先生は退屈そうに言った。たいしておもしろくもない、といったふうに。

「人生は尊いもの。何ものに変えても生きるべしなどといった考えは古風かつ、幸福な人間による押しつけだよね。人間には生きる権利と同様に死ぬ権利もある。この管理社会では思い立ったときにすぐ、というわけにはいかないけれど。しかしそのおかげで衝動的に、あるいは何らかの外部的要因によって、といったエラーを回避することができるのは良いシステムだと思うね」

先生は一気に話すと、またタバコの煙を吐き出した。煙は一瞬だけ部屋を漂ってすぐに消えてしまう。わたしももうすぐにあんな風に消える。そう考えると気分が楽になった。

「ま、ここで人を見送る仕事も悪くはないよ。
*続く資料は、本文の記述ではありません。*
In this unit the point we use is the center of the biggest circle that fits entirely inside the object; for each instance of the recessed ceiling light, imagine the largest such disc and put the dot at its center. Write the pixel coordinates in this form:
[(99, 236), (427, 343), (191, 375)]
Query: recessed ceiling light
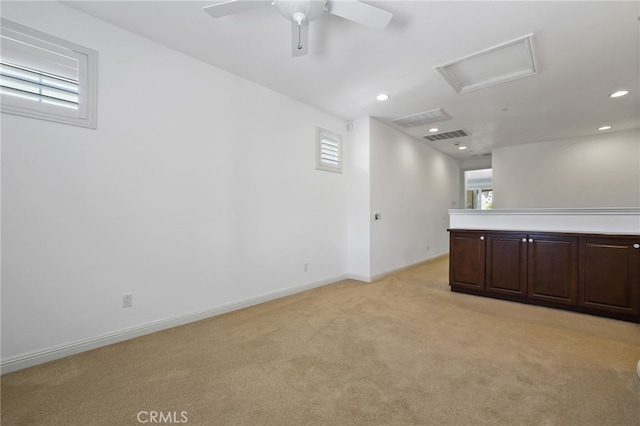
[(619, 93)]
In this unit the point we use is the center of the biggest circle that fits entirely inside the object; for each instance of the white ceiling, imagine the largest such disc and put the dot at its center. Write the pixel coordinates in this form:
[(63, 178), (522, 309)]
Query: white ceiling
[(585, 51)]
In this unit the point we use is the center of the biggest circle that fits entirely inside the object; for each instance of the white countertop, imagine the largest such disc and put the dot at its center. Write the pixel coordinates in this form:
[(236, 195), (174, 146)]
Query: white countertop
[(614, 220)]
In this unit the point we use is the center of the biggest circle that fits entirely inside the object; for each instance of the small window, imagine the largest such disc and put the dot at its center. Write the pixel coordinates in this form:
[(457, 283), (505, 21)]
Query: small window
[(329, 151), (44, 77)]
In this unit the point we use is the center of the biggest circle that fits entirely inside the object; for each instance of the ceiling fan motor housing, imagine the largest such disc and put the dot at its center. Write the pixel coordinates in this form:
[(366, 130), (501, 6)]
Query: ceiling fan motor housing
[(301, 10)]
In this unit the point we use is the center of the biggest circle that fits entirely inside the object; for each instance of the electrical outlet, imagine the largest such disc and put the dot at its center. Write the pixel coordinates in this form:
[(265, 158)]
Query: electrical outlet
[(127, 300)]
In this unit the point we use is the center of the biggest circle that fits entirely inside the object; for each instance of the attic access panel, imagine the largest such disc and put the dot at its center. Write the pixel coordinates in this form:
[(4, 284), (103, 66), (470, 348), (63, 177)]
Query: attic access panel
[(496, 65)]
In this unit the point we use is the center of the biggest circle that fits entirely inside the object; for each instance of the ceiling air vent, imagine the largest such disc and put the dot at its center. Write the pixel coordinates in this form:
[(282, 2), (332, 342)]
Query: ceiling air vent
[(422, 118), (446, 135)]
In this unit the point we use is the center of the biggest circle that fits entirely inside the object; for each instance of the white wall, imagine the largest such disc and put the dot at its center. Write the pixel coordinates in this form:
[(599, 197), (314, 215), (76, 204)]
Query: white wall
[(190, 195), (412, 186), (358, 170), (594, 171)]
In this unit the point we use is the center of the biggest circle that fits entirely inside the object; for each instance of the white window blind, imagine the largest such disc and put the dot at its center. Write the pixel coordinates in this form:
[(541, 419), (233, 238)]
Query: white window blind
[(329, 151), (45, 77)]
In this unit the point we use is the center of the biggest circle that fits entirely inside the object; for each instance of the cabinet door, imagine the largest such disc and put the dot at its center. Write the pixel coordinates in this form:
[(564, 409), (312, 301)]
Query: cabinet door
[(466, 259), (553, 268), (610, 274), (506, 264)]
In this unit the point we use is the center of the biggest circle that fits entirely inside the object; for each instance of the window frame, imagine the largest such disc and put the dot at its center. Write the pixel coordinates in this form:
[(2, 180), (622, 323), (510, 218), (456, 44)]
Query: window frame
[(321, 164), (86, 114)]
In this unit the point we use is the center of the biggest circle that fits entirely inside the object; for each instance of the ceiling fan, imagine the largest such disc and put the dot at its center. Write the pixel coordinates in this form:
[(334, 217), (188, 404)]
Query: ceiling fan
[(301, 12)]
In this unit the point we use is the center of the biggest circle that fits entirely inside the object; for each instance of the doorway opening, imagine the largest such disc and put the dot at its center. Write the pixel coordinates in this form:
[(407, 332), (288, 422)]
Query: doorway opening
[(478, 185)]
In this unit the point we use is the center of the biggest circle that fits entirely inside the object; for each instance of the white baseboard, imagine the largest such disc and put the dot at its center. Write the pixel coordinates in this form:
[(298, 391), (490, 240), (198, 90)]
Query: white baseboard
[(40, 357)]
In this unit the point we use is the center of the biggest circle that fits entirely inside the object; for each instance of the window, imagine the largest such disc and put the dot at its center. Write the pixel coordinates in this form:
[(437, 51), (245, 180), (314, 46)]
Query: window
[(45, 77), (478, 188), (329, 151)]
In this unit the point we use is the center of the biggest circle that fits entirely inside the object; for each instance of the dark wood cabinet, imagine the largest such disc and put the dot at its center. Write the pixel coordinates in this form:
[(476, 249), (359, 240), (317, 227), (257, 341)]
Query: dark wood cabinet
[(611, 274), (506, 264), (469, 248), (591, 273), (552, 268)]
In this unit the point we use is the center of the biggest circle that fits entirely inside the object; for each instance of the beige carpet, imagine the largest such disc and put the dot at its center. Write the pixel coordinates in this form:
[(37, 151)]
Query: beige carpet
[(400, 351)]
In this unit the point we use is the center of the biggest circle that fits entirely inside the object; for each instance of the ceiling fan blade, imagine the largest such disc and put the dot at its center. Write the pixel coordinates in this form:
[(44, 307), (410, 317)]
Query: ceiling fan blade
[(231, 7), (360, 13), (299, 39)]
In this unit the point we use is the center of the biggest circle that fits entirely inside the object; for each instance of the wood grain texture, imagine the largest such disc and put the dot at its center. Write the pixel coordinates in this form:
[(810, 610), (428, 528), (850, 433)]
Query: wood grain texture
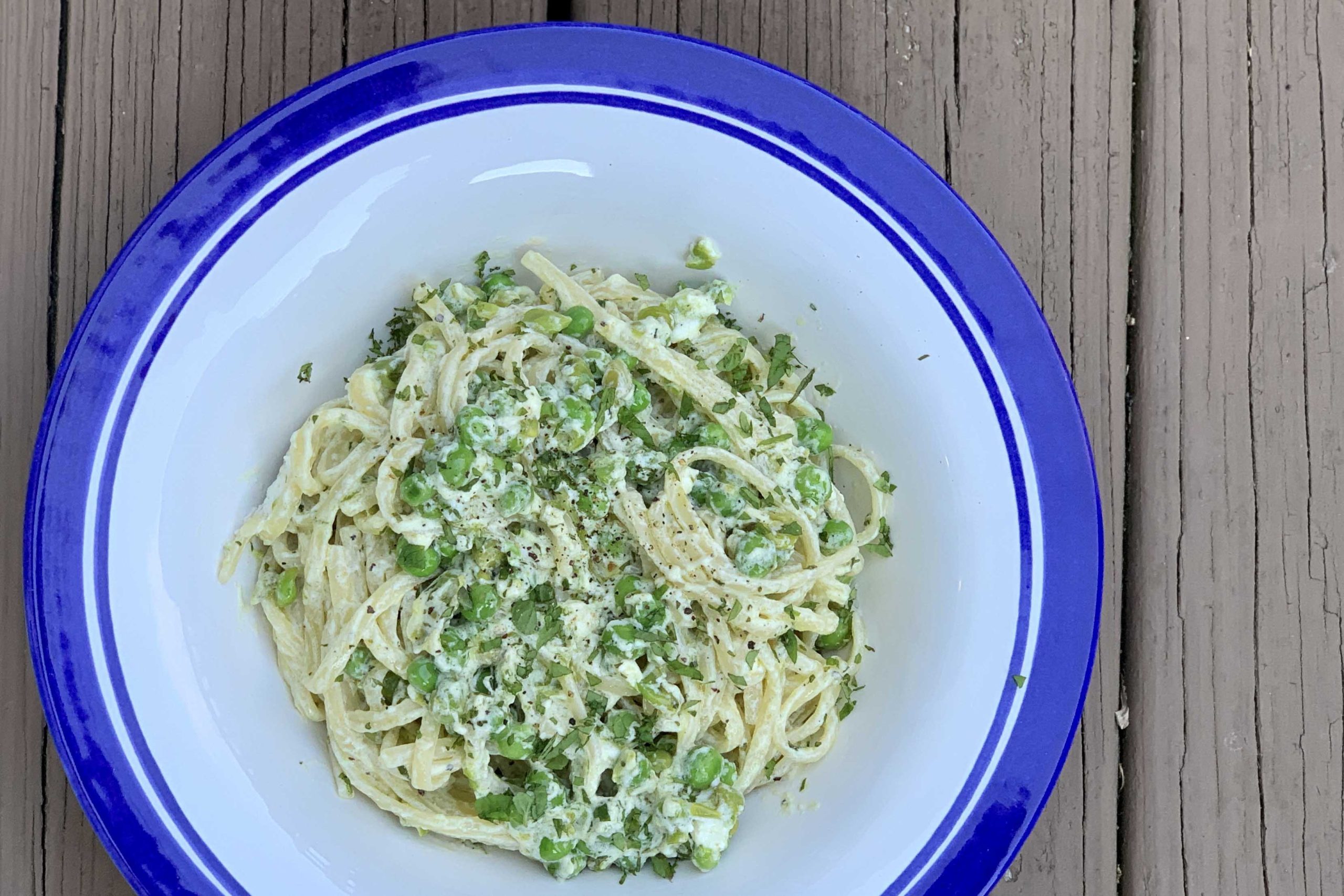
[(1296, 367), (1026, 108), (1234, 754), (30, 34)]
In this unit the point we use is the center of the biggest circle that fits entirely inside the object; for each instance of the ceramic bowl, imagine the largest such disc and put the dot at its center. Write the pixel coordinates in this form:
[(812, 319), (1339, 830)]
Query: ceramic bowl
[(600, 145)]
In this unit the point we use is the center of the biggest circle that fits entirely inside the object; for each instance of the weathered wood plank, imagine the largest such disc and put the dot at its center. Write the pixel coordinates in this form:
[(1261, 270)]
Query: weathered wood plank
[(1026, 107), (1297, 407), (29, 70), (1229, 554)]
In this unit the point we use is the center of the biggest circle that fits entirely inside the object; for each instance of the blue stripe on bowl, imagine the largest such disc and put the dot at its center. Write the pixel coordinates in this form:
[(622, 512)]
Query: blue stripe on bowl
[(815, 124)]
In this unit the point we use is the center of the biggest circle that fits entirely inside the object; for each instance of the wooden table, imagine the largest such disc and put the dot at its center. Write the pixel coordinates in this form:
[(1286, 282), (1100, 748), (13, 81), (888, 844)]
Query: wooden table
[(1168, 176)]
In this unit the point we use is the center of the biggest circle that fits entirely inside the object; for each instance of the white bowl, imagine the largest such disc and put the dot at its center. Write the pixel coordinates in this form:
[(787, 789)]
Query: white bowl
[(601, 145)]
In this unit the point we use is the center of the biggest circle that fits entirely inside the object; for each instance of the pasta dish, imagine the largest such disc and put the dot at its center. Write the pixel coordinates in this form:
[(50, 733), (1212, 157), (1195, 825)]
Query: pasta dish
[(563, 571)]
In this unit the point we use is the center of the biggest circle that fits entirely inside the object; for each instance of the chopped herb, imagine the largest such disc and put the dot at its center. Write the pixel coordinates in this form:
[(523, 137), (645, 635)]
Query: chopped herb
[(764, 406), (882, 544), (629, 421), (524, 617), (780, 356)]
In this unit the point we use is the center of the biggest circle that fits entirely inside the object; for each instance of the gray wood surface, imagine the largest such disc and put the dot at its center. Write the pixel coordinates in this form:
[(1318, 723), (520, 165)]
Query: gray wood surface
[(1166, 176)]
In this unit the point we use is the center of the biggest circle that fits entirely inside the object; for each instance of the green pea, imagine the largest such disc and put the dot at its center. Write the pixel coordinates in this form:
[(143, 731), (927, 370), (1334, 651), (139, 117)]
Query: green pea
[(499, 280), (815, 434), (843, 632), (454, 641), (515, 742), (704, 767), (361, 661), (609, 468), (457, 467), (577, 422), (430, 508), (654, 614), (553, 851), (726, 501), (702, 254), (474, 426), (701, 491), (756, 555), (517, 499), (483, 601), (581, 321), (627, 586), (546, 320), (705, 858), (418, 561), (416, 489), (714, 436), (835, 535), (814, 484), (639, 398), (286, 589), (423, 673), (662, 761)]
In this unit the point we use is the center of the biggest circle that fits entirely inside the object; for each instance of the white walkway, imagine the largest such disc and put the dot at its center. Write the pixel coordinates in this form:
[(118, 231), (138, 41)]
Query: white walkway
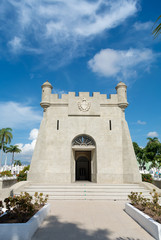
[(89, 220)]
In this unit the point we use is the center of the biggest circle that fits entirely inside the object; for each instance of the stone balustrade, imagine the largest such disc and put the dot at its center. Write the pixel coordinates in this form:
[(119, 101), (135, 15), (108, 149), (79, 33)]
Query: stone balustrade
[(6, 182)]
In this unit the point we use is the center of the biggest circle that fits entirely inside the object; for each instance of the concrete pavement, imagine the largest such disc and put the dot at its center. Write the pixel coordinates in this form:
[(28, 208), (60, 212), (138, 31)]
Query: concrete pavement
[(89, 220)]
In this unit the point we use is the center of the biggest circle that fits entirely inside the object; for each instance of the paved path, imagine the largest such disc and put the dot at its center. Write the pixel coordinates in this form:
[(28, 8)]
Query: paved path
[(89, 220)]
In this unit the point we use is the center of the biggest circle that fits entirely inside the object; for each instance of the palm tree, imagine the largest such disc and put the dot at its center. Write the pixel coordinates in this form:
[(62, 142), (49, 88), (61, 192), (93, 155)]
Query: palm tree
[(13, 149), (18, 162), (5, 137), (157, 30)]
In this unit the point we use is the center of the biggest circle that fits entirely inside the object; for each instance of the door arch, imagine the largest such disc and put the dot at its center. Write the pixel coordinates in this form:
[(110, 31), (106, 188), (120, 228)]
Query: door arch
[(83, 159), (83, 169)]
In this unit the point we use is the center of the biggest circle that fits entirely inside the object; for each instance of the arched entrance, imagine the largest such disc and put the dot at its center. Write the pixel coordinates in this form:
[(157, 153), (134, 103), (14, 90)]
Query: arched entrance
[(83, 166), (83, 159)]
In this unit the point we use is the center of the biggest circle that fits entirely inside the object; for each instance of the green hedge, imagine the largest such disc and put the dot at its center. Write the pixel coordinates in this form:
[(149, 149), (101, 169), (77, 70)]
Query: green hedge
[(22, 176), (147, 178), (7, 173)]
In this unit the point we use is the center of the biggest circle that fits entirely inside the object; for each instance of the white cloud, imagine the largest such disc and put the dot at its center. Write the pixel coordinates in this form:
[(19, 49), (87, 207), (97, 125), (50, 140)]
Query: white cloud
[(152, 134), (52, 27), (16, 44), (33, 134), (121, 64), (139, 26), (141, 122), (28, 148), (18, 115)]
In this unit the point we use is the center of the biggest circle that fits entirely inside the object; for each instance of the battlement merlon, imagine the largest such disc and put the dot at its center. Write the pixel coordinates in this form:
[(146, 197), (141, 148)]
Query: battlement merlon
[(119, 99)]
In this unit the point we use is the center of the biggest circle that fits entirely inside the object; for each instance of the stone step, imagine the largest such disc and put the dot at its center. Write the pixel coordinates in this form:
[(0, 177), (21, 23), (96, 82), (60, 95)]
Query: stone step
[(86, 192), (82, 187)]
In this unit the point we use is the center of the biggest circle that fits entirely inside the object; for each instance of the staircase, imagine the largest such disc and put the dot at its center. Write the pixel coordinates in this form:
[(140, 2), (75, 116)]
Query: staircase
[(86, 191)]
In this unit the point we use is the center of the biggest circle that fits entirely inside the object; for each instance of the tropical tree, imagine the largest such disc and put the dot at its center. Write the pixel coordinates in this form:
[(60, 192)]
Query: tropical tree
[(5, 137), (140, 155), (13, 149), (153, 152), (157, 28)]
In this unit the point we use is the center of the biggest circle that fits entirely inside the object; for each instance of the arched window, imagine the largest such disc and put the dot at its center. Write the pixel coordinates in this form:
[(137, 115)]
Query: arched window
[(83, 140)]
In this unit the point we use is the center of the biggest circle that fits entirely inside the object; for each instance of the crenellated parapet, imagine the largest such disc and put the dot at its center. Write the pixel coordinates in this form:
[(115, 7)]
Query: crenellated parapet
[(83, 102)]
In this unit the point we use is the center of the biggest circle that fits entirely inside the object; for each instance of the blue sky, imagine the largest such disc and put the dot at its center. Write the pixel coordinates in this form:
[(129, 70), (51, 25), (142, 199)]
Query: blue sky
[(87, 45)]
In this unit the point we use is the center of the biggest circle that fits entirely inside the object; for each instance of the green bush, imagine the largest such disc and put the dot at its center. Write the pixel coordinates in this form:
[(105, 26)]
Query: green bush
[(148, 206), (22, 176), (147, 178), (7, 173), (24, 206)]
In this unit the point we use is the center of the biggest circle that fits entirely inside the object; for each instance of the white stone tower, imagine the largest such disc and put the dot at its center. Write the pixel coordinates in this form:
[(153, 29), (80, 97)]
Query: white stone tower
[(84, 138)]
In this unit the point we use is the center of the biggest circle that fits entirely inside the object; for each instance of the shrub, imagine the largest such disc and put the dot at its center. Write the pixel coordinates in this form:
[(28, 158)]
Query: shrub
[(23, 207), (22, 176), (7, 173), (147, 178), (150, 207)]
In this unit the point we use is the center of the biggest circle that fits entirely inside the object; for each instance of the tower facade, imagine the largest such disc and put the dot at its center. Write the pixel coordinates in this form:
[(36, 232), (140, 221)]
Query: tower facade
[(84, 138)]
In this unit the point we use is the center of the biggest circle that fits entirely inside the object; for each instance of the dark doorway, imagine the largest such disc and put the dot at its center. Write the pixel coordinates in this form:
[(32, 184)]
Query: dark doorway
[(83, 169)]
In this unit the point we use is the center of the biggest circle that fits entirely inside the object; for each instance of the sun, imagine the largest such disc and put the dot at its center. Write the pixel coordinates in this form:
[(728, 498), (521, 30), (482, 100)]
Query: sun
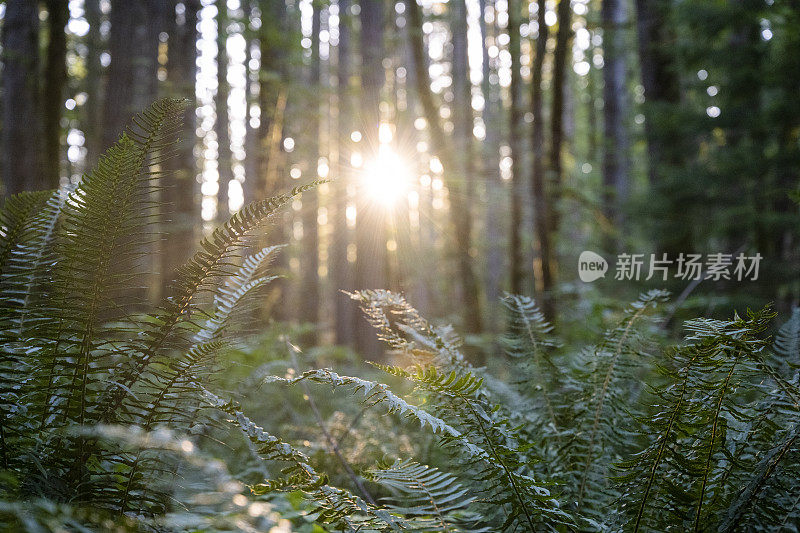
[(386, 178)]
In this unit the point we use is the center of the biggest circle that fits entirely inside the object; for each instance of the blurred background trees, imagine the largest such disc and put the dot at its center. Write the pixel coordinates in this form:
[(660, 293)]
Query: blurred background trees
[(474, 146)]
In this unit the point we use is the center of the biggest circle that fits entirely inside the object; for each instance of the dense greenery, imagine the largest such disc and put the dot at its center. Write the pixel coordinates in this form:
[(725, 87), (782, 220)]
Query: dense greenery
[(110, 413)]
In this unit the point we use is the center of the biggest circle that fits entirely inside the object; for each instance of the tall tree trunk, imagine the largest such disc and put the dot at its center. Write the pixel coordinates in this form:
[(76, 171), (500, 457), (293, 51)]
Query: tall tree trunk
[(463, 121), (273, 40), (55, 80), (659, 79), (543, 265), (459, 215), (20, 141), (222, 124), (371, 260), (132, 75), (341, 275), (515, 137), (181, 193), (616, 156), (250, 187), (94, 82), (560, 56), (309, 290), (494, 184)]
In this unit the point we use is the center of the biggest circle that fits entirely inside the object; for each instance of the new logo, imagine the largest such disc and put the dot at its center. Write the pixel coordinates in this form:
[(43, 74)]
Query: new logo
[(591, 266)]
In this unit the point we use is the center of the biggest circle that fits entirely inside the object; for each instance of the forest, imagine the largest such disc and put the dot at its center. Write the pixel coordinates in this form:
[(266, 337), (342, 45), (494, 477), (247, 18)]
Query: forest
[(399, 265)]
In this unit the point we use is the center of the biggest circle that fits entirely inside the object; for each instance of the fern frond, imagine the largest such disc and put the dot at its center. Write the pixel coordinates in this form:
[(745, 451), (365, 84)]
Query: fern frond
[(375, 394), (434, 499), (17, 213), (608, 384), (683, 476), (168, 326)]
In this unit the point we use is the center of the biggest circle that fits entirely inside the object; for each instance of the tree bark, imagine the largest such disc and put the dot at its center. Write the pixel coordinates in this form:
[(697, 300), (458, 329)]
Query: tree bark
[(659, 79), (94, 82), (55, 80), (371, 262), (463, 121), (21, 127), (309, 289), (341, 274), (273, 78), (560, 55), (543, 265), (181, 193), (459, 215), (515, 137), (616, 156), (495, 235), (132, 75), (222, 123)]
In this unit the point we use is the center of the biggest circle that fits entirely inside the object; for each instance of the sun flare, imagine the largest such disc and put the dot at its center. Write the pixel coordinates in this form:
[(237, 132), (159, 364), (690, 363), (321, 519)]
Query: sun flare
[(386, 177)]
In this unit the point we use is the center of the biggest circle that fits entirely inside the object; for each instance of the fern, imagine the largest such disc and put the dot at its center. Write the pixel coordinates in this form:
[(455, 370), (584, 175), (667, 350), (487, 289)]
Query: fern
[(435, 499), (685, 471), (74, 355)]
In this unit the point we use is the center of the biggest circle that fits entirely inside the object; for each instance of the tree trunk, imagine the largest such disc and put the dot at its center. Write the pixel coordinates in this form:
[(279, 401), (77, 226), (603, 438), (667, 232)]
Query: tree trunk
[(94, 82), (20, 142), (181, 193), (463, 121), (221, 125), (371, 260), (309, 290), (542, 203), (273, 78), (515, 137), (562, 52), (494, 184), (659, 79), (341, 275), (55, 80), (459, 216), (616, 160), (132, 75)]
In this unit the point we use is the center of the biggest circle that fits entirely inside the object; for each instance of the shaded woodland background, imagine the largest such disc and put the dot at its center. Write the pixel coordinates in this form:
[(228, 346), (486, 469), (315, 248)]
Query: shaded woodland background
[(474, 146)]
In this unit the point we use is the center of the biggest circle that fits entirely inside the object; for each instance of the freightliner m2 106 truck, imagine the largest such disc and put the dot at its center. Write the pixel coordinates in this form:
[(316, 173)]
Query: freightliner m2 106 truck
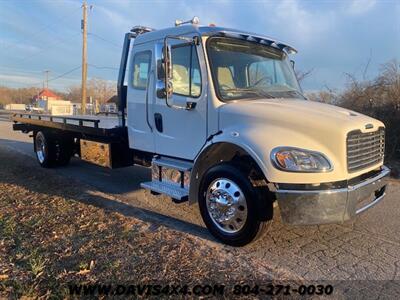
[(219, 116)]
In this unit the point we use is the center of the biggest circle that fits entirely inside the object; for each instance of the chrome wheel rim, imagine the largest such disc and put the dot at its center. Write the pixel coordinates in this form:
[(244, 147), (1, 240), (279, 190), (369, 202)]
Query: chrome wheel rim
[(40, 149), (226, 205)]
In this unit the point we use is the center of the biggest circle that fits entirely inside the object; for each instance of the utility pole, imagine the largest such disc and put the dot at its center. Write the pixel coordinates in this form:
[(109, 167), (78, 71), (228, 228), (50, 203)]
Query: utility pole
[(84, 55), (47, 78)]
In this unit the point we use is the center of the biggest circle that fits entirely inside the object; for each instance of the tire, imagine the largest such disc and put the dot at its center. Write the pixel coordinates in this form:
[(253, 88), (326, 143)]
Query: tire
[(52, 151), (227, 205)]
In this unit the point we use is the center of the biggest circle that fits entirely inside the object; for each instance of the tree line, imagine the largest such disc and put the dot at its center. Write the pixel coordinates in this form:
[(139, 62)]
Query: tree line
[(379, 98), (99, 89)]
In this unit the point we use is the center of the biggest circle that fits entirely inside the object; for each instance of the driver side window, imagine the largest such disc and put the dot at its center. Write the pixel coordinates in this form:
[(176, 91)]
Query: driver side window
[(186, 77)]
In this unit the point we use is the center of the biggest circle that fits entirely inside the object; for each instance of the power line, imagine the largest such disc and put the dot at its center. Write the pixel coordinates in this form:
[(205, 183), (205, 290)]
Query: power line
[(104, 40), (102, 67), (43, 50), (66, 73), (42, 29)]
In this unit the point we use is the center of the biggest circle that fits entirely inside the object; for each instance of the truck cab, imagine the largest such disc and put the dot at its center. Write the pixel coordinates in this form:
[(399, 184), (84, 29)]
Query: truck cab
[(221, 119)]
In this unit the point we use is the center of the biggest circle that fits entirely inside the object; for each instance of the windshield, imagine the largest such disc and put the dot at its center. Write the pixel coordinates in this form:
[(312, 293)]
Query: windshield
[(243, 70)]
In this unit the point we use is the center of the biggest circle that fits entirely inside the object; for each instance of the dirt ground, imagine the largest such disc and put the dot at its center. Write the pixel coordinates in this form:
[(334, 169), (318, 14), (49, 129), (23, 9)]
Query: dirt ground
[(55, 231), (85, 224)]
満足そうな死に顔を見るとね、誰かの役に立ったと思えるから……」

先生はそう言うと低い声で笑った。無表情でもきれいな人だが、笑うとさらに華やかになる。

「仕事が生きがいだなんて変だと思ったね?いいよ、私だってそう思う。でもね、執行医の数は少ないからって辞めさせてもらえない。そのかわり色々と自由にさせてもらってるけどね」

咥えたタバコを指差して、先生はまたくっくっと笑った。その笑い声を聞くたびに、視界に色彩が戻ってくるような気がする。

「ん?ああ、悪いけどこれはダメだよ。君のきれいな肺や血液も分配される予定だからね、汚したら怒られる。それとも、やっぱり提供するのはやめる?」

わたしは首を横に振った。とくに残念とも思わなかった。かわりに、その優雅な指先に目を向けた。

「それくらいならいいだろう。ちょっと待ってなさいね」

先生は灰皿にタバコを押し込んで、わたしが入ってきたのとは別のドアから出ていった。静かな部屋に取り残されて退屈だったので、試しに棺桶に横たわってみた。体格に合わせて作られているからかとても寝心地がいい。そのままぼんやりと天井を眺めていると、先生が戻ってきた。手に魔法の小瓶を持って。わたしはのろのろと起き上がった。いつにも増して体が重くて、起き上がるのにも苦労する。

「これは長い歴史のある色でね、赤い黒、という意味の名前がついている」

無言で合図されて手を差し出す。自分の腕なんて見たくない。無数の刺し傷が残っていて醜いから。どうしてこんなことをしたの、と見られる度に聞かれるのも嫌だった。理由なんてない。ただ、そうせずにはいられなかっただけなのに。先生は腕の傷跡には目もくれず、わたしの手を取ると爪先に色を塗っていく。黒だと思っていたが、よく見ると赤が混じった黒だとわかった。なんて悪魔的で素敵な色だろう。

爪を手入れしたことなんて一度もなかった。爪だけじゃない。肌も髪も、邪魔だとしか思えないから。早く消えてしまえばいいと思っているのだから。

「黒には人間の悪意や暴力、不正行為や闇社会という意味合いも含む」

しかし先生によって彩られていく爪先を見ていたらほんの少しだけ、楽しいと思えてきた。10本の指先が全て艷やかな悪魔色に染まったのを見て、先生は満足そうだった。

「君や私のような人間にはお似合いの色だね」

なんて言われて、わたしは少しうれしくなった。嬉しいと思う日がくるなんて、今まで考えたこともなかった。

それと同時にひどく疲れていた。眠たくて仕方がない。なんとか棺に体を押し込んで、先生に彩ってもらった手を体の上で組んでみた。とても心地が良くて目を閉じる。

「満足したかね。じゃあ、腕出して」

先生の声は、なぜかさっきよりも機嫌が良さそうだった。
うっすらを目をあけると、先生がわたしの腕に針を差し込むところだった。痛みは全くなかった。

「さて、これで全ての準備は完了だけど……何か言っておくことはあるかな?」

わたしは黙って目を閉じた。この部屋に入る前に説明されたとおり、先生に手渡されたスイッチを押した。ひどく苦労した。だってもう眠くて、ほとんど力が入らなかったから。

ほんとうに、クソったれな人生だった。

わたしの呟きが聞こえたのか、先生の楽しそうな笑い声が聞こえた。ああ、わたしが死ぬことでこんなに楽しそうにしてくれる人がいるなら、ここに来たのも悪くなかったのかもしれない。

”わたし”はそこで消滅した。
宗教の概念がほとんどなくなった現代では、わたしはどこへ行くこともなくただ、消えるだけ。そこにはなんの物語も悲劇もなく、ただ人間が一人消えたという記録が残るだけ。